Michal Meulenberg teaches Islamic studies at two Christian institutions in Southern California, serving as an adjunct assistant professor in Islamic Studies at Fuller Theological Seminary and Assistant Professor of Islamic Studies and Peace & Conflict Transformation Studies at Biola University.
Her classes focus on the history of Muslim-Christian relationships, Islam in North America, Islam in the global context, peace and conflict transformation, and grassroots peace building and social justice advocacy.
Meulenberg used the curriculum “Christian Leadership in a Multifaith World,” co-designed by IFYC and the Council for Christian Colleges and Universities (CCCU), which together awarded grants for educators to use the curriculum on Christian campuses. The program explores the Christian foundation for interfaith bridge-building, enhances students’ religious literacy, and highlights the ways interfaith cooperation fueled the American civil rights movement.
In a recent program for the cohort of grantees, Meulenberg spoke with IFYC Program Manager Don Abram about interfaith cooperation within a Christian context. The following conversation has been edited for clarity.

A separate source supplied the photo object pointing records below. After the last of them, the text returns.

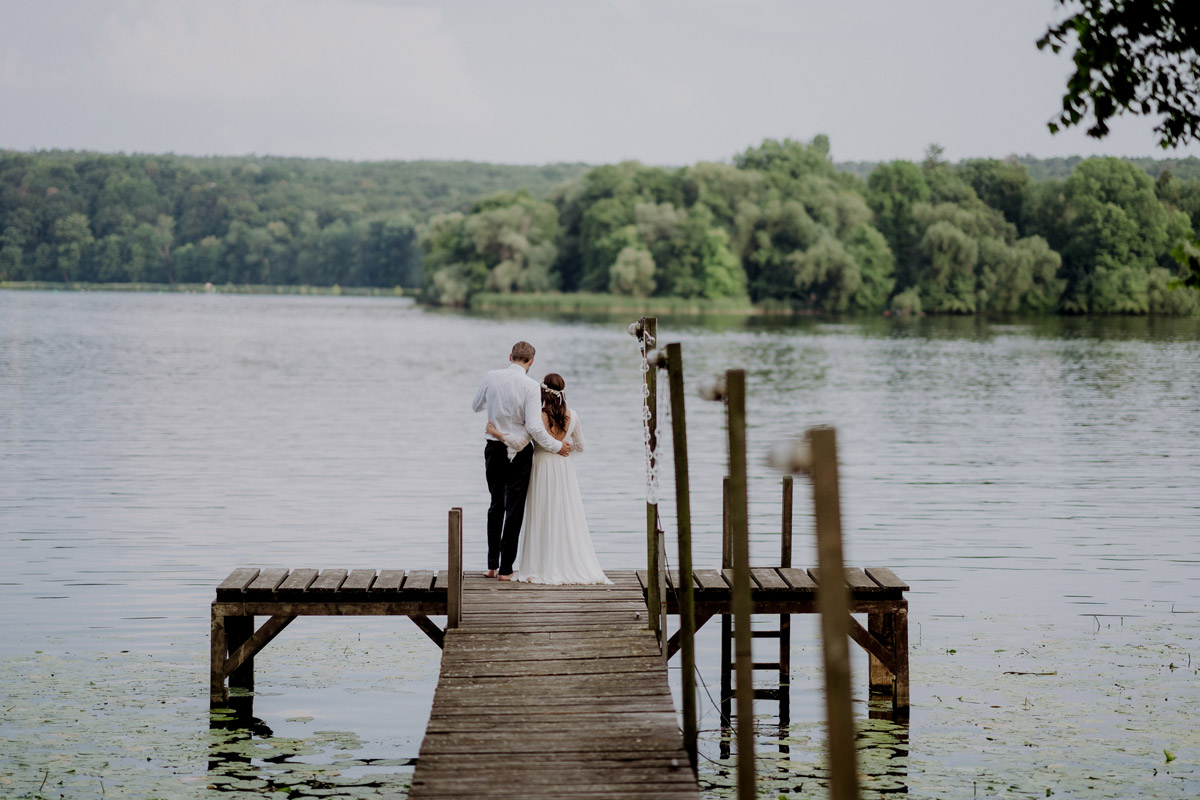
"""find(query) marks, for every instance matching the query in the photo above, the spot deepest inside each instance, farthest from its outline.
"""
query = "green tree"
(73, 240)
(633, 272)
(1131, 55)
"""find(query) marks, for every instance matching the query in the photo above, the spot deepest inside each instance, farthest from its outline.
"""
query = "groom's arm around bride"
(513, 401)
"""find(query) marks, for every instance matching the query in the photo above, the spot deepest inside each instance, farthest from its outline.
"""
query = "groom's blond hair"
(522, 352)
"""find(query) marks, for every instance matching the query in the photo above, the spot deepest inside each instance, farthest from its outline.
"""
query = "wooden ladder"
(783, 667)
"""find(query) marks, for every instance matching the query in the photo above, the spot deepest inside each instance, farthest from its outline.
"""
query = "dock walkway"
(553, 692)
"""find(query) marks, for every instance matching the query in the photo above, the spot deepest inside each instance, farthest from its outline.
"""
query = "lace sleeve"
(517, 441)
(576, 434)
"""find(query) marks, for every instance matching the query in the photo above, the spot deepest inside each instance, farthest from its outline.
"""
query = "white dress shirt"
(514, 404)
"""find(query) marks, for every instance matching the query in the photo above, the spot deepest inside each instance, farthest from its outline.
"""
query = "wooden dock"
(553, 692)
(546, 691)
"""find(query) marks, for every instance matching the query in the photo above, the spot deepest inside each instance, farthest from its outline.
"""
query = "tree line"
(127, 218)
(779, 226)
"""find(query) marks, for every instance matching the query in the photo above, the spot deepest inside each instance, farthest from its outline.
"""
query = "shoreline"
(211, 288)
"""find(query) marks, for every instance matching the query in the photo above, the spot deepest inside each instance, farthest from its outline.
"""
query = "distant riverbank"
(210, 288)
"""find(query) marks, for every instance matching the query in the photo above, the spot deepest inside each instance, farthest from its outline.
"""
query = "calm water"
(1038, 486)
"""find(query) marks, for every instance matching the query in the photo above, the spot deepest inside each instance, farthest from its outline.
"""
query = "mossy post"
(683, 519)
(833, 602)
(739, 530)
(454, 569)
(649, 340)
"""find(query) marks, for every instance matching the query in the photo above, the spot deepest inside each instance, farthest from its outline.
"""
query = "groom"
(514, 404)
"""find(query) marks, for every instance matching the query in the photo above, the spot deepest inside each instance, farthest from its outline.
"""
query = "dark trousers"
(509, 482)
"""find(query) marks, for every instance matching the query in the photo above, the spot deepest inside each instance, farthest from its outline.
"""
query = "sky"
(532, 82)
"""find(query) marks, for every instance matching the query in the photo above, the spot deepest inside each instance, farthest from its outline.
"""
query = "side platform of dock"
(552, 692)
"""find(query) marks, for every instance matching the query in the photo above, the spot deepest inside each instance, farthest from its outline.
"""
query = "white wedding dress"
(556, 545)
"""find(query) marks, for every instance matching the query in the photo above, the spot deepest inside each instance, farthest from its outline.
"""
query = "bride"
(556, 545)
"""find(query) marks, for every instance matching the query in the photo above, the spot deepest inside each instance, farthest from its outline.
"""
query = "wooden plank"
(268, 581)
(298, 581)
(238, 581)
(419, 581)
(358, 581)
(388, 581)
(859, 583)
(798, 579)
(328, 581)
(711, 581)
(886, 578)
(768, 579)
(549, 680)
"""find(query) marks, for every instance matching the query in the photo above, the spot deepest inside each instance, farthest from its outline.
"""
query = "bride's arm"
(515, 441)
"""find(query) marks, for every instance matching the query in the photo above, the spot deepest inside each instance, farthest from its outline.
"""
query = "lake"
(1036, 482)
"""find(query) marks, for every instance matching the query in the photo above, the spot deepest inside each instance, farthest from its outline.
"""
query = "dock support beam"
(743, 605)
(683, 521)
(454, 569)
(833, 601)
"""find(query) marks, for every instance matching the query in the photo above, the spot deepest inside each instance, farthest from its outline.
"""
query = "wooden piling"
(739, 530)
(454, 590)
(649, 340)
(659, 581)
(785, 620)
(726, 540)
(683, 522)
(833, 602)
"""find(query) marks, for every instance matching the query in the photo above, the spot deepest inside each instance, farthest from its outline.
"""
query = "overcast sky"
(665, 82)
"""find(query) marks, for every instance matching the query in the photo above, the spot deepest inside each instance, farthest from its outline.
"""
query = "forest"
(781, 227)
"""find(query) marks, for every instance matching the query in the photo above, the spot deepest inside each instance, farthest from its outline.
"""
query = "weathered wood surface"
(787, 589)
(321, 588)
(552, 692)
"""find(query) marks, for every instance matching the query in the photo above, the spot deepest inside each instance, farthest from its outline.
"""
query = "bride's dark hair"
(553, 403)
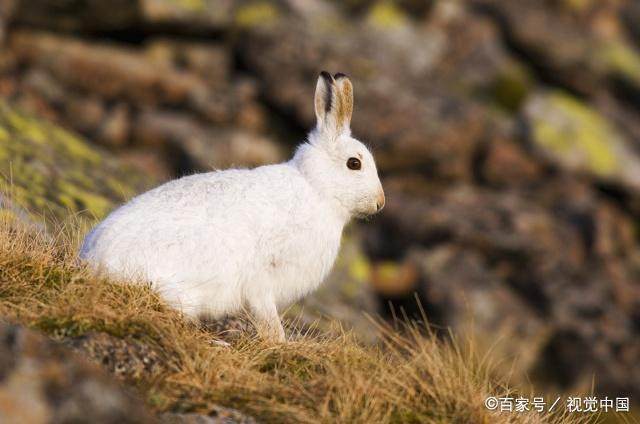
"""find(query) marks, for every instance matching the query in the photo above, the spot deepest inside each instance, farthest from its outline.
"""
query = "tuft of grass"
(411, 377)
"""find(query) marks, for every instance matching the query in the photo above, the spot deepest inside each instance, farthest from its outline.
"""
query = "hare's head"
(338, 165)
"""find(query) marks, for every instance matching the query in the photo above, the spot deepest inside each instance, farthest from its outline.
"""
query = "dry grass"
(410, 378)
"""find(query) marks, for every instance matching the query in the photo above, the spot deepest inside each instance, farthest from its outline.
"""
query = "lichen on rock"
(52, 172)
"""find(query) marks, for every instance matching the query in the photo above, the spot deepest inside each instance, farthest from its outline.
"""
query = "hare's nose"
(380, 201)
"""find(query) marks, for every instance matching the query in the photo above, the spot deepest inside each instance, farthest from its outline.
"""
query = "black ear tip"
(327, 77)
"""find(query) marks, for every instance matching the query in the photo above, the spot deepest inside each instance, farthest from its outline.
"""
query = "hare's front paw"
(266, 319)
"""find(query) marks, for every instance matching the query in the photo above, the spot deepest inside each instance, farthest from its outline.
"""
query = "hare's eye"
(354, 164)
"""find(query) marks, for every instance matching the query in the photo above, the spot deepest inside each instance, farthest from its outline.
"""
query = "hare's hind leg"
(264, 312)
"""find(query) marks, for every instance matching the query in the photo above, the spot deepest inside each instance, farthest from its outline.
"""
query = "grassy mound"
(315, 378)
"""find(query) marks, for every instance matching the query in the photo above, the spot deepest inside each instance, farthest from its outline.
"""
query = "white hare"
(217, 242)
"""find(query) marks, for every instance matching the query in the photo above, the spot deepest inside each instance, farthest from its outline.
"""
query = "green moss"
(576, 134)
(386, 14)
(52, 172)
(255, 14)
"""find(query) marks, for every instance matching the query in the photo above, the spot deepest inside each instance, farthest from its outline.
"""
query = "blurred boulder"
(578, 138)
(48, 170)
(41, 381)
(403, 76)
(71, 15)
(583, 47)
(554, 260)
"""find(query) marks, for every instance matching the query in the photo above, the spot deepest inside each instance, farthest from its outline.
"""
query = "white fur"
(216, 242)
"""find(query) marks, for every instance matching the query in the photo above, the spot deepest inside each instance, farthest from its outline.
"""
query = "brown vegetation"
(313, 378)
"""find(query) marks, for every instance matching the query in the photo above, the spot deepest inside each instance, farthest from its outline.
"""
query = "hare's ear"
(344, 107)
(333, 103)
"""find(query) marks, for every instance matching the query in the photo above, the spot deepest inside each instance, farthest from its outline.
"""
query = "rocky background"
(507, 134)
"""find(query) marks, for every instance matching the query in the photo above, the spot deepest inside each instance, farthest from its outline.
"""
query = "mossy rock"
(578, 138)
(53, 173)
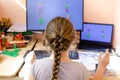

Don Abram: I am curious, you are someone who has been able to carry out the curriculum, not just in one campus context, but in two, and I’m really interested in your perspective on engaging interfaith conversations within a predominantly Christian context. As we know, it presents unique opportunities and also unique challenges. Tell us about how you’ve navigated challenges and opportunities in your classroom as an interfaith leader.
Michal Meulenberg: Last spring, I was able to use the curriculum in a class that’s specifically focused on helping Biola students engage in Islam. And then I also taught a class on action and advocacy. All of these students were interested in social justice, human rights, and then it brought interfaith in there, so it came from two different angles.